Not doing anything is a risk.
It's up to you.—Nicola Yoon—
***
"Belajar yang bener kamu!" Wanita cantik itu berjalan dengan langkah terbatas akibat kain batik yang melilit di pinggul sampai mata kaki. Bulan yang berjalan tidak jauh dari belakangnya menatap dengan kewalahan, apalagi saat wanita itu kesulitan melepaskan resleting dompet yang tidak sengaja tersangkut di kebayanya. Di benaknya, kok bisa ya ibunya dan beberapa wanita lainnya betah memakai kebaya lama-lama?
Tentu saja pikiran itu tidak Bulan utarakan kepada ibunya. Takutnya, insiden sebulan yang lalu saat ibunya hendak menghadiri acara pembagian rapot kembali terulang. Pagi itu, Bulan sempat menegur ibunya untuk tidak memakai rok kebaya bercorak batik itu ke sekolah, tapi alih-alih mendengarkan anaknya, ibunya malah memberinya cubitan di pinggang.
"Iki yo cah bagus, kebaya itu nggak cuma dipakai saat ada acara resmi doang. Acara-acara biasa pun kita juga bisa pakai. Emangnya nggak boleh? Lagian, kalau bukan Ibuk yang melestarikan? Siapa lagi?" kira-kira begitu penjelasan beliau dengan logat jawanya yang kental.
Karena melawan perkataan orang tua itu dosa, dan surga berada di telapak kaki ibu, ditambah dirinya belum kepingin berubah jadi batu, maka Bulan cuma bisa mengangguk pasrah dengan keputusan ibunya untuk memakai kebaya ke sekolah. Hari itu Bulan juga harus ekstra menambah stok kesabaran saat teman-teman di sekolahnya bertanya, "Abis kondangan di mana nih, Lan?"

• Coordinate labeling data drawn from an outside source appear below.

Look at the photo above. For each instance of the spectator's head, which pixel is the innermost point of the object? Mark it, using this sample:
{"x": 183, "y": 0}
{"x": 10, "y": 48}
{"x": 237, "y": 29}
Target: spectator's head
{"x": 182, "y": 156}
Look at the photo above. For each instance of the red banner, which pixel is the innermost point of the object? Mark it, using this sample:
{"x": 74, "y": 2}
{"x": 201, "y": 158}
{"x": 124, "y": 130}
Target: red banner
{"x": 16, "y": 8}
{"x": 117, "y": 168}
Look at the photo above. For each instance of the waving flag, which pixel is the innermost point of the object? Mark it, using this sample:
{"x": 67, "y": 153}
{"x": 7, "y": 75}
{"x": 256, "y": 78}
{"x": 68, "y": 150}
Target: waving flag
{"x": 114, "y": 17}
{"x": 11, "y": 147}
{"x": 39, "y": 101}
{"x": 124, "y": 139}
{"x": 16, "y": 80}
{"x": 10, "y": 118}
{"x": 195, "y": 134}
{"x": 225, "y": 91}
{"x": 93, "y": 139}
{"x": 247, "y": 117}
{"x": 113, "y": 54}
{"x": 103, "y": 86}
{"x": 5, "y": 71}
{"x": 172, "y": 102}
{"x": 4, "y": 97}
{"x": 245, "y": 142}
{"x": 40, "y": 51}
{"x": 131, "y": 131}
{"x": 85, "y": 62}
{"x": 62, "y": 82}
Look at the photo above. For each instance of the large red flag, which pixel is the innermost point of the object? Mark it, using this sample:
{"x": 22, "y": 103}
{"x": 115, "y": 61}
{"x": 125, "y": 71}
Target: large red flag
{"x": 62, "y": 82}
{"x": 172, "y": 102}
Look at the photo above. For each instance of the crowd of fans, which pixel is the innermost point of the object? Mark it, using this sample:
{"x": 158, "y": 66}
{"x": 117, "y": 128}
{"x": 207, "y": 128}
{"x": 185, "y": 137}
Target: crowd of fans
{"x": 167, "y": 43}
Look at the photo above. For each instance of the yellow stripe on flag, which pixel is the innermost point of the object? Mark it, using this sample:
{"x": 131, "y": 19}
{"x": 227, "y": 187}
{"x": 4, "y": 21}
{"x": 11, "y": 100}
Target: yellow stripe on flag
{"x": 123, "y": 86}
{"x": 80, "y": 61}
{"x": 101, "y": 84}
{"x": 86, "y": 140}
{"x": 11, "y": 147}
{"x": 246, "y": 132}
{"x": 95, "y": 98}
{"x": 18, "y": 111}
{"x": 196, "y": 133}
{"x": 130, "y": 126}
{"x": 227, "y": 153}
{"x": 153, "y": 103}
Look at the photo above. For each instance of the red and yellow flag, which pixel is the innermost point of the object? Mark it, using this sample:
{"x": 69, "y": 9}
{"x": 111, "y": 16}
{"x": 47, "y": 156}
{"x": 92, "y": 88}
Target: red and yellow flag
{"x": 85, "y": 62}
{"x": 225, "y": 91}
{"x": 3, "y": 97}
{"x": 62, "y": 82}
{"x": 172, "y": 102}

Memang tidak ada yang salah dengan memakai kebaya. Jujur saja, Bulan malah suka ketika seorang wanita memakai kebaya dan menunjukkan rasa bangga ketika memakainya. Seakan-akan kadar kecantikan wanita tersebut bertambah beribu-ribu kali lipat di mata Bulan. Hanya saja, ah bagaimana ya menjelaskannya? Entahlah, Bulan sendiri kebingungan.
"Duh, panas banget ya sekolahanmu ini? Padahal banyak pohon lho, udah kayak di hutan." Kipas tangan lipat dengan motif bunga-bunga hasil souvenir nikahan kerabatnya masih bergerak-gerak selagi pandangannya sibuk meneliti ke arah murid-murid yang berlalu-lalang di sekitar lapangan upacara, "Udah jam istirahat ya emangnya?"
"Iya. Tadi kan bunyi bel."
Langkah mereka terhenti ketika mencapai gerbang utama sekolah, Bulan dan ibunya tidak banyak bicara lagi, mereka hanya berdiri dan menunggu. Sebelumnya, Bulan sudah menelepon salah satu pengemudi ojek pangkalan yang berada di depan jalan raya untuk mengantar ibunya.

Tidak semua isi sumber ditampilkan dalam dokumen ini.